Today we are going explore together how to scrape Naver Korean engine image search engine.
This engine can be an alternative to Google images if you want one.
We will go through the process step by step until we have a scraper that provides JSON results identical to what we provide on our API: Naver Images Api documentation
Introduction
By leveraging the power of web scraping and the Requests library, we can extract valuable information from Naver's image search results and save it in a structured format (JSON in our case). Whether you need to gather data for research purposes or build a dataset for machine learning, this script will be handy.
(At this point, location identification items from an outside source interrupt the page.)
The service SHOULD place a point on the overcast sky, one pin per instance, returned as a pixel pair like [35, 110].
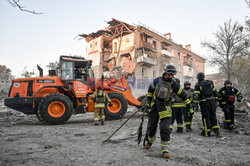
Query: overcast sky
[27, 39]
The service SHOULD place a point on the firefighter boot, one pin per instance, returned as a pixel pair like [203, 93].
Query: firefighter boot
[166, 155]
[188, 128]
[96, 123]
[179, 130]
[203, 133]
[231, 127]
[217, 132]
[148, 145]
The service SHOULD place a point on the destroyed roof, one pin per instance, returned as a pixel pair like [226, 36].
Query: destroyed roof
[115, 29]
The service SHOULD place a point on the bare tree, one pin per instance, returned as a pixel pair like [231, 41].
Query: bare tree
[231, 44]
[5, 73]
[26, 73]
[53, 65]
[16, 3]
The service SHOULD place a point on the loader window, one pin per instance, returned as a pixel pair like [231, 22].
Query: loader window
[67, 70]
[91, 74]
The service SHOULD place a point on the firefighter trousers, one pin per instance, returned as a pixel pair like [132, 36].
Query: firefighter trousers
[187, 118]
[99, 115]
[177, 113]
[209, 120]
[162, 113]
[228, 110]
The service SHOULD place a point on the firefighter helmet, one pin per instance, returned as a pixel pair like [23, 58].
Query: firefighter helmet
[177, 80]
[187, 83]
[227, 82]
[99, 87]
[200, 76]
[170, 69]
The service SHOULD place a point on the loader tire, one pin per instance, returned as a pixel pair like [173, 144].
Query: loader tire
[119, 108]
[55, 109]
[143, 100]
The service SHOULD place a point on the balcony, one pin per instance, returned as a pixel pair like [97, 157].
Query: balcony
[146, 60]
[188, 71]
[188, 61]
[167, 53]
[145, 44]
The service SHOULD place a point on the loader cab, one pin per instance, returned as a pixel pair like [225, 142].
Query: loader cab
[76, 68]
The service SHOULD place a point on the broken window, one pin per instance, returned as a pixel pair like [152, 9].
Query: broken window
[115, 47]
[154, 45]
[143, 72]
[154, 73]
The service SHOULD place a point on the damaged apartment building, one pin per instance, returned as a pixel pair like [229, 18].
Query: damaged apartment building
[139, 53]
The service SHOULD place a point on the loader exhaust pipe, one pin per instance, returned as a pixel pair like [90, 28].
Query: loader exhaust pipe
[40, 70]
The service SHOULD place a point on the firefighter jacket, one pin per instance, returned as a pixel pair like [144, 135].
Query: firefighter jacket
[204, 90]
[100, 97]
[227, 95]
[174, 87]
[190, 93]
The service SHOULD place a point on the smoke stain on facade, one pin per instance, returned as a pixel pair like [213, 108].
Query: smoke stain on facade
[137, 51]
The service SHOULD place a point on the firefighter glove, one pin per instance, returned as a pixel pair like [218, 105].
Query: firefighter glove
[239, 99]
[191, 111]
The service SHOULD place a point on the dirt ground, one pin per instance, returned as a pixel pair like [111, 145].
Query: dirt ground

Today we are only going to talk about scraping the results as JSON and in future articles we will discuss how to handling the HTML output.
Understanding and writing the script
To begin with, we import the necessary libraries: requests
, json
, re
, and urllib
. The requests
library enables us to send HTTP requests to retrieve web pages, while json
facilitates working with JSON data. re
helps us extract the required JSON data from the response, and urllib
assists in unquoting URL-encoded strings.
import requests
import json
import re
import urllib.parse
I believe most of the people who want to scrape Naver image results will find it difficult as Naver is not returning the Images results as other search engines with the HTML page, but it returns the Images in a JS file as an API.
search_url = "https://s.search.naver.com/p/c/image/search.naver?query=coffee&json_type=6&display=50&start=1&_callback=serpapi"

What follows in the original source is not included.